Period Equity in Schools


For a young adult, there’s arguably almost nothing worse than getting an unexpected period – especially at school. Often, there’s some embarrassment that follows. The student might have to ask to be excused from class, go talk to the school nurse for a pad or tampon, or maybe they already bled through their clothes.

Period equity has become a hot topic both in and out of schools. As a matter of fact, many states are considering or have already passed laws that require schools or public spaces to provide free access to menstrual products.

One study showed that 23 percent of students have struggled to afford period products. Many have also experienced some form of period poverty, the term that’s used to describe a lack of access to menstrual products. Some even had to wear menstruation products longer than the recommended time because they could not afford to buy more. The same study also found that 70 percent of students felt like the environment at school made them feel self-conscious about having their period.

A lack of access to menstruation products in school can also lead to learning loss. The study found that four in five menstruating students said they either missed class or knew someone who missed class because they didn’t have access to pads or tampons when they needed them.

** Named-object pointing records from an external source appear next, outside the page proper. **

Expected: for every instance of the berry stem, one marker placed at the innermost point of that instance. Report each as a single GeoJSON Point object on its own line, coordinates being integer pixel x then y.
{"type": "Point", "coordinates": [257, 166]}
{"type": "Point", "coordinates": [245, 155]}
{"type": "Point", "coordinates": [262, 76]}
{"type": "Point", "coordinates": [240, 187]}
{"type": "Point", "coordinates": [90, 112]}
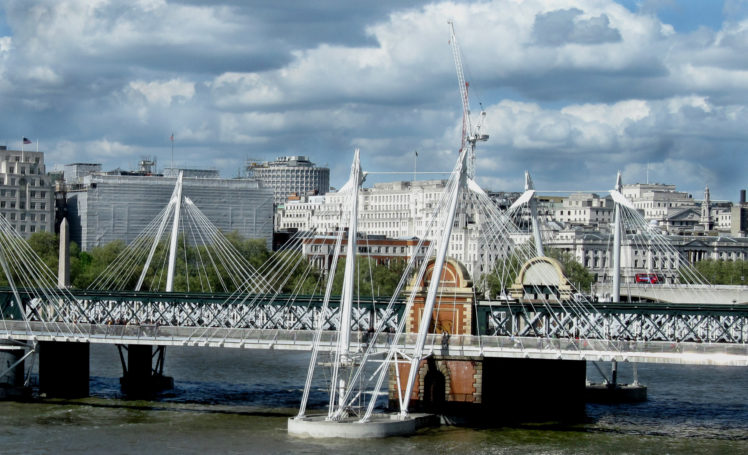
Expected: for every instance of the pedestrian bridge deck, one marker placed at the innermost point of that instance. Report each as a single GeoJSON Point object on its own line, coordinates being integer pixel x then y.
{"type": "Point", "coordinates": [457, 345]}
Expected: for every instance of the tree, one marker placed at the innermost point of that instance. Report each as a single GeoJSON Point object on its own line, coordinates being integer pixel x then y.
{"type": "Point", "coordinates": [500, 278]}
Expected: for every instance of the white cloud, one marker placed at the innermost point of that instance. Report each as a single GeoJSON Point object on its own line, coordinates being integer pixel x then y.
{"type": "Point", "coordinates": [570, 86]}
{"type": "Point", "coordinates": [163, 92]}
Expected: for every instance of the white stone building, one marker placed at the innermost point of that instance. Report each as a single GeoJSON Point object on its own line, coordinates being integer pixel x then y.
{"type": "Point", "coordinates": [289, 175]}
{"type": "Point", "coordinates": [586, 209]}
{"type": "Point", "coordinates": [26, 192]}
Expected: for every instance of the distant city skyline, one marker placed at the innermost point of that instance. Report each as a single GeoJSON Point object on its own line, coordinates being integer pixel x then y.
{"type": "Point", "coordinates": [574, 90]}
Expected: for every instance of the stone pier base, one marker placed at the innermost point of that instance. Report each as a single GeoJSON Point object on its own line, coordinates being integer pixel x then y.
{"type": "Point", "coordinates": [488, 391]}
{"type": "Point", "coordinates": [63, 369]}
{"type": "Point", "coordinates": [140, 380]}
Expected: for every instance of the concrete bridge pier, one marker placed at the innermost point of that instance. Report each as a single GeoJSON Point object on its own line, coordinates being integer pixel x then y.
{"type": "Point", "coordinates": [141, 378]}
{"type": "Point", "coordinates": [11, 377]}
{"type": "Point", "coordinates": [63, 369]}
{"type": "Point", "coordinates": [488, 391]}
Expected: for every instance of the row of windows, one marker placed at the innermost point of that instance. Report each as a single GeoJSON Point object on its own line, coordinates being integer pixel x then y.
{"type": "Point", "coordinates": [22, 206]}
{"type": "Point", "coordinates": [11, 181]}
{"type": "Point", "coordinates": [12, 193]}
{"type": "Point", "coordinates": [31, 228]}
{"type": "Point", "coordinates": [23, 216]}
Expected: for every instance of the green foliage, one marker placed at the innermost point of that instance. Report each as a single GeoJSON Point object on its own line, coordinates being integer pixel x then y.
{"type": "Point", "coordinates": [719, 272]}
{"type": "Point", "coordinates": [372, 279]}
{"type": "Point", "coordinates": [47, 246]}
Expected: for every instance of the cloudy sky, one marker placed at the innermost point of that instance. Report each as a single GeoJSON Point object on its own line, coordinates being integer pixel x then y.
{"type": "Point", "coordinates": [573, 90]}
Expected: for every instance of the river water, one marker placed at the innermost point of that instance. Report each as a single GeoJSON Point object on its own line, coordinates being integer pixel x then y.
{"type": "Point", "coordinates": [238, 401]}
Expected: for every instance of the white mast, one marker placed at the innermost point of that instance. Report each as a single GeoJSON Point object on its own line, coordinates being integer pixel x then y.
{"type": "Point", "coordinates": [534, 216]}
{"type": "Point", "coordinates": [441, 257]}
{"type": "Point", "coordinates": [616, 272]}
{"type": "Point", "coordinates": [174, 234]}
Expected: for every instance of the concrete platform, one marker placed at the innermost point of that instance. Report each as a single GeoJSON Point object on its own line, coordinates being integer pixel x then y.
{"type": "Point", "coordinates": [380, 426]}
{"type": "Point", "coordinates": [621, 393]}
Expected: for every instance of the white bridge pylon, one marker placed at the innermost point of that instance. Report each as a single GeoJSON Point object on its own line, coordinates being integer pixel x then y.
{"type": "Point", "coordinates": [183, 244]}
{"type": "Point", "coordinates": [629, 245]}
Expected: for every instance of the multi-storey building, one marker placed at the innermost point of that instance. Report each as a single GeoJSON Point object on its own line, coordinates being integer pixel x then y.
{"type": "Point", "coordinates": [593, 249]}
{"type": "Point", "coordinates": [586, 209]}
{"type": "Point", "coordinates": [73, 173]}
{"type": "Point", "coordinates": [27, 198]}
{"type": "Point", "coordinates": [119, 207]}
{"type": "Point", "coordinates": [320, 249]}
{"type": "Point", "coordinates": [674, 211]}
{"type": "Point", "coordinates": [291, 175]}
{"type": "Point", "coordinates": [395, 210]}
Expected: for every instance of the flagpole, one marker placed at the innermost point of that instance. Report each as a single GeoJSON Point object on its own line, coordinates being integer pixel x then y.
{"type": "Point", "coordinates": [415, 164]}
{"type": "Point", "coordinates": [172, 151]}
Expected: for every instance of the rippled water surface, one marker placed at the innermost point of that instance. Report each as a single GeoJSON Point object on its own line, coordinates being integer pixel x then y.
{"type": "Point", "coordinates": [230, 401]}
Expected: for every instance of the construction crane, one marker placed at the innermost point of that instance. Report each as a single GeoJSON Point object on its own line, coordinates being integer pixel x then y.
{"type": "Point", "coordinates": [470, 135]}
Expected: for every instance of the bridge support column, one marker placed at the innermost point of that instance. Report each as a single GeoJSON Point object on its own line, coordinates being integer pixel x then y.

So, what can schools do to help?

Ensuring that students have easy access to menstrual products when they need them is key. Make sure that they are in more places than just the school nurse’s office, or the building’s front office. Place them in multiple bathrooms around the building and let students know where they can be found. Not only does this provide quicker access for the student, but it’s also more discreet because they won’t have to walk across the building or campus, while bleeding, in order to get what they need.

Recently, some nurses and educators have created “menstruation stations,” or kits to keep in their offices, classroom, or bathroom.

 Here are some tips on how to put your own together:

  • Provide both pads and tampons so the student has a choice.
  • Include baby wipes for easier and more hygienic clean up.
  • For students in middle school, it may be helpful to provide some age appropriate information to help them understand what a period is if it’s their first time.
  • Let students know to whom they can go to get ibuprofen or similar pain relievers.
  • Let students know who they can reach out to if the menstruation station needs to be restocked.
  • Ensure that students of all genders have equal access to kits, supplies, and menstruation stations.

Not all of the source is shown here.